Monday, Mar. 02, 1953
Defeat for United Shoe
As a rising young corporation lawyer, Louis Dembitz Brandeis helped in 1903 to put together Boston's United Shoe Machinery Corp. A combine of the three biggest companies in the business, United held more than 300 basic patents, and about 60 per cent of its line was made by no one else. By leasing and refusing to sell its machines, it was able to dominate the shoe-machine market; some 85% of all machines used in U.S. shoe factories were leased from United. Brandeis, later Supreme Court Justice, came to regret some of the company's practices. But the Justice Department made comparatively little progress in three suits to prove United a monopoly which had squeezed almost everyone else out of business.
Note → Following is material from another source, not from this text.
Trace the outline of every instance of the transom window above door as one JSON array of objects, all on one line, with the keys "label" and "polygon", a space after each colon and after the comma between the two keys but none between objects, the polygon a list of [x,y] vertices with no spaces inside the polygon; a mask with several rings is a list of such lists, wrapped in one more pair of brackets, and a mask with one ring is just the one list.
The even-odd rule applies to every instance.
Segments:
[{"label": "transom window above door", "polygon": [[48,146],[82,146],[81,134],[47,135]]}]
Last week, in their fourth attempt, the trustbusters had better luck. This time, after a trial that had lasted five years, Boston's Federal Judge Charles E. Wyzanski ruled that United had restrained trade by refusing to sell its machines. After poring over 14,194 pages of testimony and examining 5,512 exhibits, he ruled that United must: 1) offer its machinery for sale on reasonable terms, 2) license competitors to use its patents, and 3) sell its $4,500,000 supply business (nails, tacks, eyelets, grommets). But he refused to make United split up into three competing companies and stop leasing its machinery, as the Justice Department had asked. Too many of the U.S.'s 1,300-odd shoe manufacturers cannot afford to buy the machines, he said, and might be forced out of business if they could not lease them.